I keep the engine humming and hang back after I roll into the slanted parking space across from the courthouse. I’m waiting…waiting for the politicians to siphon into the historical structure. I don’t want to get stuck talking to anyone I don’t have to.
I’m not wearing a suit—thank God—but a rather cheap, white, short-sleeved golf shirt and black slacks. Still, I can feel a significant sweat stain on my back as I enter the building. One of the benefits of working for a state official is that you can bypass nearly any security. I flash the sheriff’s deputy my badge and skip the metal detector altogether.
The meeting is at the top, on the fourth floor. This is an old structure and the air-conditioning kind of sucks. As I climb the circular steps, I haven’t stopped sweating. I ascend upon a display of the Six Flags Over Texas. The cigarettes have caught up with me I guess, because here at the top I’m out of breath.
“You need to lay off those things, Mason!” the assistant prosecutor comments, his voice echoing into the recently restored rotunda. He’s loitering in the spherical lobby and thumbing his cell phone. Like all prosecutors’ side men, he lacks any sense of the political, he’s a plain asshole, in fact. We have an understanding: I don’t like him and he doesn’t like me. I enter the meeting room, squeezing past his suited, unaccommodating bloat.
My boss is already there and is sitting towards the front of an immense wooden table with other officials from the area. He nods in acknowledgment of my existence. The remaining seats are filled with different experts: a few cops and several county elected officials. The assistant prosecutor snakes the last available seat. I pull up a spare chair. After assessing this cabal, my attention is drawn towards the large expanse of bookshelves that line the length of the opposite wall. The shelves are filled from floor to ceiling with tan, hardback editions of the Southwestern Reporter, an old-school legal resource from the days before computers.
Introductions are in order, and when it’s my turn I stand and give my name and occupation. “Mason Dixon!” I declare, knowing that those in the room who don’t know me will think it almost strange, maybe somewhat comical. “I’m the District Manager for House District 100!” My boss, the state rep who I work for, signals discreetly with his hand for me to sit down.
I am distracted as the meeting fires up.

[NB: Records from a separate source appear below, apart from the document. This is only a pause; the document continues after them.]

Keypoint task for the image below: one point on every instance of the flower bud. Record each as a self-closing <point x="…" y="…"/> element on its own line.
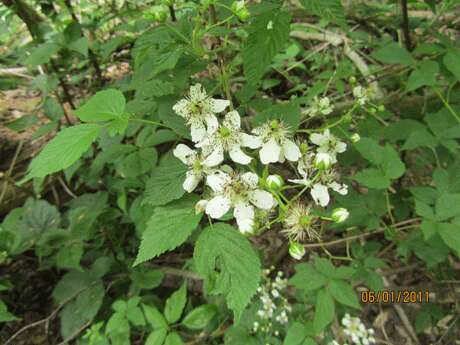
<point x="274" y="181"/>
<point x="340" y="215"/>
<point x="296" y="250"/>
<point x="240" y="10"/>
<point x="355" y="138"/>
<point x="200" y="206"/>
<point x="323" y="161"/>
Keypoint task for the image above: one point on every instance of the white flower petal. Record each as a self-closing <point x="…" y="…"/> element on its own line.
<point x="181" y="108"/>
<point x="217" y="180"/>
<point x="215" y="158"/>
<point x="320" y="194"/>
<point x="250" y="141"/>
<point x="250" y="179"/>
<point x="219" y="105"/>
<point x="291" y="151"/>
<point x="198" y="132"/>
<point x="239" y="156"/>
<point x="212" y="123"/>
<point x="270" y="152"/>
<point x="191" y="181"/>
<point x="184" y="153"/>
<point x="339" y="188"/>
<point x="218" y="206"/>
<point x="262" y="199"/>
<point x="244" y="214"/>
<point x="232" y="120"/>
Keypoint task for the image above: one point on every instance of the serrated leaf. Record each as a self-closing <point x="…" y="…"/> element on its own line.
<point x="268" y="33"/>
<point x="165" y="183"/>
<point x="103" y="106"/>
<point x="330" y="10"/>
<point x="393" y="53"/>
<point x="63" y="150"/>
<point x="169" y="227"/>
<point x="372" y="178"/>
<point x="239" y="265"/>
<point x="324" y="310"/>
<point x="451" y="61"/>
<point x="175" y="304"/>
<point x="199" y="317"/>
<point x="343" y="293"/>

From the corner of my right eye, I notice a figure enter the room. She pulls out a chair and gracefully sits down. I turn my head towards the entryway where she is presently sitting, as proper as in a pew. It’s Brenna, the county judge’s assistant. She’s staring right at me with a giant smile across her rosy cheeks. We have met before. Here at the courthouse, in fact. I felt something then. I feel it now.